Another resident observed: “Clearly the CoH (City of Harare) is on a very slippery position!”

Other residents welcomed the idea of a class action against the municipality’s attempt to make them pay for non-delivered services and unfair interests on bills.

“Class action (is) a very good idea, starting with, reverse interest, compound interest is illegal as is charging for services not supplied or no intention of supplying,” said another resident.

Mr Alfred Guni, Acting revenue manager City of Harare

On the Highlands Residents Association platform, residents expressed surprise at the municipality’s move wondering how can they send summons when they haven’t been sending out bill statements or invoices.

Some sought to know if the bills had already been converted into the ZiG currency and also lamented that they had to beg council to be issued bill statements even on its online platforms which are supposed to be easy and faster to use.

Residents said they sometimes get their bill statements from council on WhatsApp but have to try more than once to get the bills.

Other residents said the first rule of any business was to send out invoices and they did not see why they should take the trouble to request bill statements when it is the municipality’s job to provide these since the local authority knows every ratepayer’s account number.

The discussion heard that the municipality was trying to arm-twist ratepayers to repeatedly beg them for bill statements otherwise they will issue summons to residents.

Residents described the business model as strange.

In February, some Highlands residents revealed that they had stopped paying City of Harare bills until the municipality implements the 25 percent ward retention scheme under which a quarter of the revenue generated in a particular ward is retained in that ward to fund services.

In discussions on the Highlands Residents Association online platform, the residents said boycotting paying bills and rates until council fixes the collapse of service delivery was the ideal action to take for now.

The residents spoke about the frustrations they have to go through because of non-delivery of services by the City of Harare yet they pay their dues every month. Water and refuse collection, in particular, are among the services the city is failing to provide to residents but continues to bill them. Residents are having to rely on bulk water suppliers and private refuse collectors for these services.

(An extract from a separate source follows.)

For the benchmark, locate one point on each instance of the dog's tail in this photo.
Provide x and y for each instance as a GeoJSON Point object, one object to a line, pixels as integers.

The discussion started when one resident expressed their disgust over the fact that the City of Harare refuse collectors knocked on their gate asking for a Christmas present and they gave them the little they had but went on to leave their rubbish uncollected.

Describing the City of Harare’s actions as unbelievable, fellow residents said the municipality was not fit for purpose as it tends to disengage from real issues affecting the city and expends energy on irrelevant actions.

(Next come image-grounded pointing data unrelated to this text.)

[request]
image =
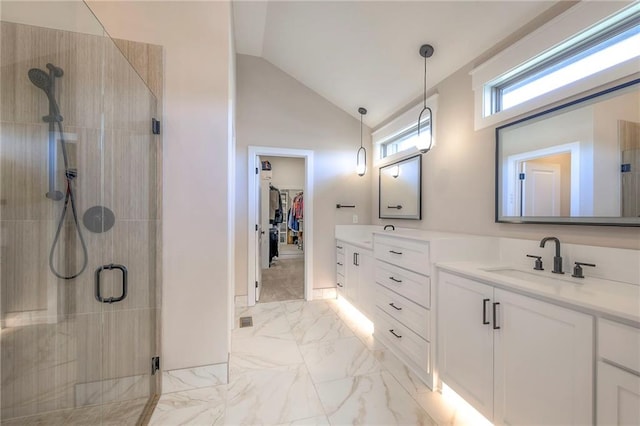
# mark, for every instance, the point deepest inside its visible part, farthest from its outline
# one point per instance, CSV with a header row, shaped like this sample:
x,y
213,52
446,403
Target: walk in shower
x,y
79,215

The residents said one way to react to the city’s ineptitude was stopping paying bills but it had to be all of them for the action to send a strong message.

Some Highlands residents told the discussion that they had since stopped paying waiting for the re-introduction of the 25 percent ward retention scheme.

Others said those who were still paying were the real problem because for as long as revenue continues to flow into the municipality’s coffers, it will remain business as usual with no change taking place in terms of service delivery.

A number of residents told the discussion that they had stopped paying and got plaudits for their decisions.

The City of Harare tried to introduce the 25 percent ward retention scheme some years back but the scheme failed to get traction.

The city says it is reviving the scheme as part of the decentralisation of services under its transformation strategy.

The city has not given timelines on when it wants to roll out the decentralisation programme.